Wer mit einem Kredit in Verzug gerät oder seinen Dispo laufend überzieht, der bekommt schnell einen negativen Schufa-Eintrag. Das kann dann ziemlich lästig werden, wenn man ein weiteres Darlehen aufnehmen will. Denn meist läuft mit einem negativen Schufa-Eintrag nicht viel in Sachen Geld-Leihen.

So schwebt das Wörtchen Schufa („Schutzgemeinschaft für allgemeine Kreditsicherung“) wie eine dunkle Wolke über allen, die irgendwelche Finanzschwierigkeiten haben. Wie kann man dieses Übel bekämpfen? Am besten an seiner Wurzel.

Das denkt sich auch die Schufa. Und widmet sich dem Lebensabschnitt, in dem sich viele schlechte Angewohnheiten einschleifen, die man dann sein Leben lang nicht mehr los wird: Alkohol trinken und Rauchen zum Beispiel – vielleicht auch Schulden machen. Die Schufa hat deswegen ein spezielles Lehrmaterial für Jugendliche entwickelt.

Dieses soll den Lehrern helfen, ihren Schülern ab der siebten Klasse die richtigen Fakten über das liebe Geld beizubringen. Und die Dimensionen des Geldausgebens bei Schülern haben sich in den letzten Jahren gut entwickelt. Da geht es nicht mehr um das Snickers und die Cola sondern um Handys, Klingeltöne und Klamotten. 
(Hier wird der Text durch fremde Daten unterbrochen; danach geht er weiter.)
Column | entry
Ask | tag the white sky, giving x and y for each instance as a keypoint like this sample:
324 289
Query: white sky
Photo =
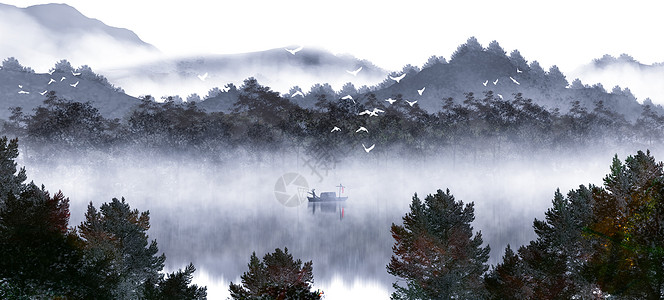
391 33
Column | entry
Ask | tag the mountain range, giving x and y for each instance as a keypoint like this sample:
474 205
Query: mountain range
43 34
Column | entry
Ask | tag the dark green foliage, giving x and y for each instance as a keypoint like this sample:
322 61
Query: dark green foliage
44 258
176 286
276 276
74 124
11 179
594 241
120 235
436 253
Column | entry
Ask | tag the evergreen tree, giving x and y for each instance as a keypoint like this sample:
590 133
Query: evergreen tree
626 229
12 181
115 238
495 48
277 276
176 286
471 45
436 253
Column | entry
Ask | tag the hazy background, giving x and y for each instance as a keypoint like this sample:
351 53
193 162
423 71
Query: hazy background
215 215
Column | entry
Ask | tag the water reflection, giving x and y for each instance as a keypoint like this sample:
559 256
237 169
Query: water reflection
216 216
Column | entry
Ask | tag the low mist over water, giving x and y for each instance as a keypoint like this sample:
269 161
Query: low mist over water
216 215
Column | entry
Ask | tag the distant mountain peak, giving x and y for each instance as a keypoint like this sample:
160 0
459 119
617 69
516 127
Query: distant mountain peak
608 60
63 18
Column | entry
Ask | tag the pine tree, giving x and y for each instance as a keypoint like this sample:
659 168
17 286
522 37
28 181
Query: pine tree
277 276
115 239
436 253
628 244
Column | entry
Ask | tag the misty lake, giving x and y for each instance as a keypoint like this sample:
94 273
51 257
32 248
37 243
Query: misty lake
215 215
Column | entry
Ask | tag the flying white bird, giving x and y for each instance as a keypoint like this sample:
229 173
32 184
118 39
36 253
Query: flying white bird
368 149
354 73
294 50
398 78
367 112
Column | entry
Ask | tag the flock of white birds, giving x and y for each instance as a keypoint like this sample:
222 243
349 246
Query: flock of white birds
495 82
23 91
369 113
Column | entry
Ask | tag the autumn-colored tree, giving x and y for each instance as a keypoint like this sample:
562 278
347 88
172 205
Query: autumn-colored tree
277 276
627 229
435 252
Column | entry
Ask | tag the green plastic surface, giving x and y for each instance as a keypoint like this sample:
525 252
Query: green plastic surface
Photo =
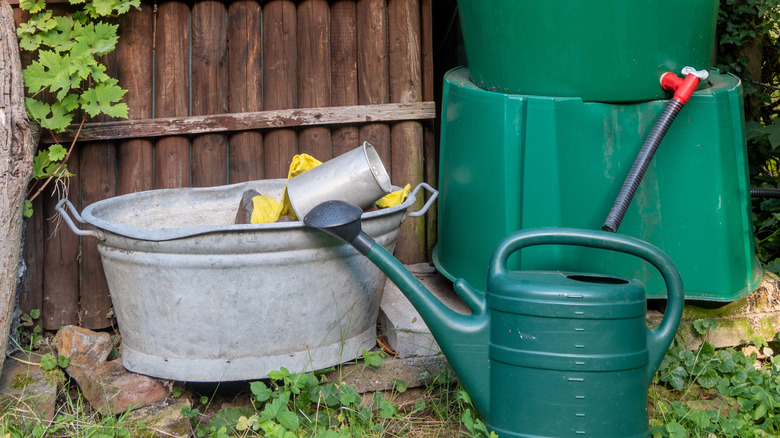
552 354
599 50
512 162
Gut, wenn man möglichst früh erfährt, dass das Geld auch da sein muss, bevor man es ausgibt. Auch gut, wenn man in der Schule lernen kann, was man wirklich fürs Leben braucht. Oder wie der Lateiner sagt: „Non scholae sed vitae discimus“.  Das Lehrmaterial ist für die Klassen sieben bis zehn konzipiert. Die Schufa möchte dabei helfen, dass sie wirtschaftliche Zusammenhänge erkennen und Handlungskompetenz als Verbraucher erwerben, ganz nach dem Motto: Vorbildung schützt vor Überschuldung. 
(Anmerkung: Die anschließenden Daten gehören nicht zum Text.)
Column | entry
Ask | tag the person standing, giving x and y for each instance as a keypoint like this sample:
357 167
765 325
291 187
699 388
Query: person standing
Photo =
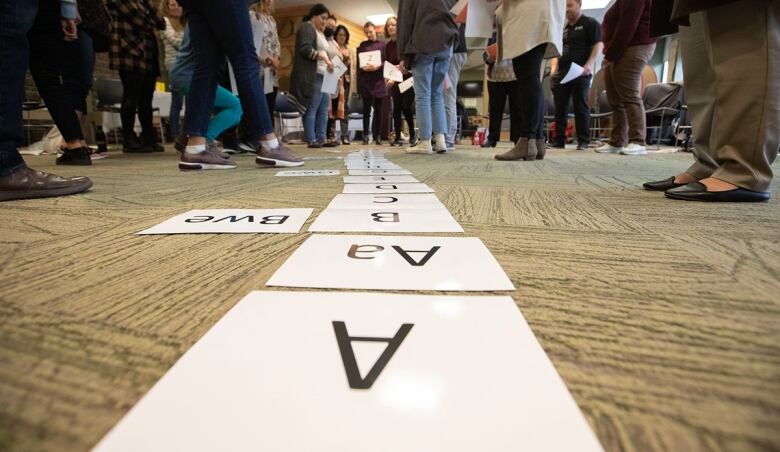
171 38
371 84
628 48
311 64
581 45
17 180
731 64
502 86
530 31
426 36
403 103
459 54
134 53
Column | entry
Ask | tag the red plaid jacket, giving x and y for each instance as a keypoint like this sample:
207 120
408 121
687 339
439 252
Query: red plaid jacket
134 45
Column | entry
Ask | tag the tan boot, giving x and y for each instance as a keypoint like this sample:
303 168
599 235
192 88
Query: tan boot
541 148
524 149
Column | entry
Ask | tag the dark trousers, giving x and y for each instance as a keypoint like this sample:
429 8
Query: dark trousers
527 69
138 91
403 104
77 74
16 19
577 91
499 93
220 29
47 64
376 126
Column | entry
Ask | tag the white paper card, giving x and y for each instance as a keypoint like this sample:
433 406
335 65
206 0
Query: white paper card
403 201
378 172
391 72
406 84
373 58
392 263
234 221
575 71
385 220
380 180
308 173
465 374
387 188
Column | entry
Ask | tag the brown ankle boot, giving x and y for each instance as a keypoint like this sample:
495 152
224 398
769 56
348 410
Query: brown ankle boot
541 148
524 149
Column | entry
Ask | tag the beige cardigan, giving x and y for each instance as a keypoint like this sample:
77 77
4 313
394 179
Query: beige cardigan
526 24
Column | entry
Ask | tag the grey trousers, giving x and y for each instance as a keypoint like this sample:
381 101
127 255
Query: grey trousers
731 66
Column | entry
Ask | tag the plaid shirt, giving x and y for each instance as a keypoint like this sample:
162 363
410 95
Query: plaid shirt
133 38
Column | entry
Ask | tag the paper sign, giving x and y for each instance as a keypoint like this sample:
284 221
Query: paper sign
575 71
330 80
386 219
387 188
378 172
391 72
233 221
377 201
449 373
373 58
308 173
392 263
380 179
406 84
Warum also nicht im Matheunterricht mal über Geld und Schulden reden? Das sind doch schließlich auch nur Zahlen. Und eigentlich auch näher am täglichen Leben als der gute alte Pythagoras.

Mehr Informationen und Unterrichtsmaterial zum Projekt unter http://www.schufamachtschule.de

3 Gedanken zu “Die Schufa in der Schule

  1. Bei der Eröffnung eines Kontos erfolgt bereits derSchufaeintrag; d.h. das Bankgewerbe betrachtet den neuen Kunden bereits als
    „Ganoven“. Warum?
    Es würde doch vollkommen genügen, den Schuldner, wenn er das
    erste mal „auffällig“ geworden ist und auf außergerichtliche Mahnung hin -mit Androhung des Schufaeintrags- nicht gezahlt
    hat, in die Schufa-Liste aufzunehmen.
    M.E. hätten dann 95% der Betroffenen in dieser Liste nichts
    verloren.

  2. Stimmt. Hm – wahrscheinlich ein so ein Fall in dem die Gewohnheit den Blick auf sinnvolle Lösungen verstellt.
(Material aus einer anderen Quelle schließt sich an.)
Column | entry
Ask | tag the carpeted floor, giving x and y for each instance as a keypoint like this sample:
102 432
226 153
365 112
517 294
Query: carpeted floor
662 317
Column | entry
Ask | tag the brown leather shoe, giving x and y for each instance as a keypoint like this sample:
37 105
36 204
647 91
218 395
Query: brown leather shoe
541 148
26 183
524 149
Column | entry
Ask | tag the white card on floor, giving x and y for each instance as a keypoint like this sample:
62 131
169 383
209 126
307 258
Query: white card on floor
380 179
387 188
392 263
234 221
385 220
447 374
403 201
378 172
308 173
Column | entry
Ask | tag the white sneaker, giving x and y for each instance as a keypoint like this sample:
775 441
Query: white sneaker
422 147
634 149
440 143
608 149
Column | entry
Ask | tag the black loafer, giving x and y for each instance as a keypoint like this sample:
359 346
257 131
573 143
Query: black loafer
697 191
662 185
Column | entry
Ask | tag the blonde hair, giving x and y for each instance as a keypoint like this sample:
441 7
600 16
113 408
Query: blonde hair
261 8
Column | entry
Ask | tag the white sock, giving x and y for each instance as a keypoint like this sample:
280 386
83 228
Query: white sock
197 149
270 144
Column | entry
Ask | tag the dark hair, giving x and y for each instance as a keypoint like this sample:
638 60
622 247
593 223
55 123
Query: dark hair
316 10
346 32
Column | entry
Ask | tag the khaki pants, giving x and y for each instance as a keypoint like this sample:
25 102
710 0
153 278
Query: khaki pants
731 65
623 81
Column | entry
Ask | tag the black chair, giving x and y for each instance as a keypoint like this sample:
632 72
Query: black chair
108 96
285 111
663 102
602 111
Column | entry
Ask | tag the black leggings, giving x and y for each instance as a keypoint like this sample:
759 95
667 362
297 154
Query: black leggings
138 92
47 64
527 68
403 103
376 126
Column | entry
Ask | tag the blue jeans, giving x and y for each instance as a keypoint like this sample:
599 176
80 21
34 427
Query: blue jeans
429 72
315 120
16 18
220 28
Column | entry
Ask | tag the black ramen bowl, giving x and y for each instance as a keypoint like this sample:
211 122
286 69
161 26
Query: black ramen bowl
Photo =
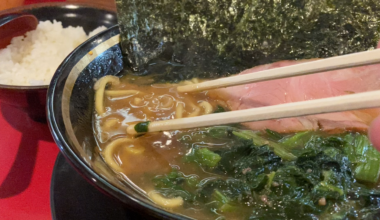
70 112
32 99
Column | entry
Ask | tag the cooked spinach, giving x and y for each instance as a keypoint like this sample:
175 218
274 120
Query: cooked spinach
328 171
186 39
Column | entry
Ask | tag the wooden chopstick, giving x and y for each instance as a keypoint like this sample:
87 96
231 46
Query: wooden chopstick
334 63
318 106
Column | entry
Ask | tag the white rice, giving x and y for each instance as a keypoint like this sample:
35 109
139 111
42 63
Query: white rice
33 59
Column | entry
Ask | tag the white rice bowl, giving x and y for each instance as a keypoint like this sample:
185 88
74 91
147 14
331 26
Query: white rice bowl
32 59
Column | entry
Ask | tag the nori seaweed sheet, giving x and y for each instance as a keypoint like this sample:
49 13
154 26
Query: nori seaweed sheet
181 39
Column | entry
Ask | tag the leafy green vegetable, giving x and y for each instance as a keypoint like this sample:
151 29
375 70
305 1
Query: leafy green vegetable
272 135
204 157
249 173
219 109
176 184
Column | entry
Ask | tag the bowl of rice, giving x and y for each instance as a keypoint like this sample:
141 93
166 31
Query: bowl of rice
30 61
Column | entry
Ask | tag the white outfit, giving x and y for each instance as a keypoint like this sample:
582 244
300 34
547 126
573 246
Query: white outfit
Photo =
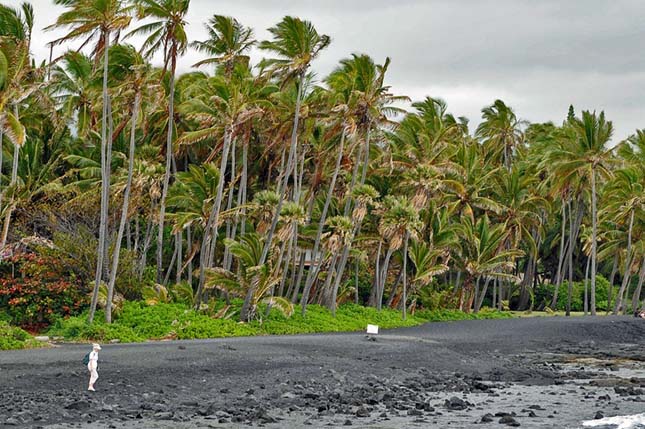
93 366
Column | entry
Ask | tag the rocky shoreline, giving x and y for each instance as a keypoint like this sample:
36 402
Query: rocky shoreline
439 375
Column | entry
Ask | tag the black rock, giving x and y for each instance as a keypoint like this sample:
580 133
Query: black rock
78 405
455 403
362 412
508 420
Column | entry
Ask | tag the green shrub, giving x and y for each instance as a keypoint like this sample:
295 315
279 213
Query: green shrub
12 338
139 322
36 289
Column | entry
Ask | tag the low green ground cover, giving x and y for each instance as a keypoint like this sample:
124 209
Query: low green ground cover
13 338
140 322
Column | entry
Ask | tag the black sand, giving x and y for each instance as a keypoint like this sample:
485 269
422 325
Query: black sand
536 372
  3. das schlimme an der sache finde ich ja gerade die „handysucht“. die jugendlichen von heute werden immer extremer in allem. sehr viele möchte ich mal sagen sind auch aus den sozialen brennpunkten, die „das geld“ nicht richtig einschätzen können. man kann sagen es ist ein teufelskreis. die nachrichten berichten auch immer mehr zu diesem thema. man muss nur mal überlegen, dass in der heutigen jugend irgendetwas falsch läuft, wenn sogar schon „schuldenberater“ bekannt/berühmt werden. (falls jemand letztens stern tv geschaut hat, dann weiß er was ich mein.)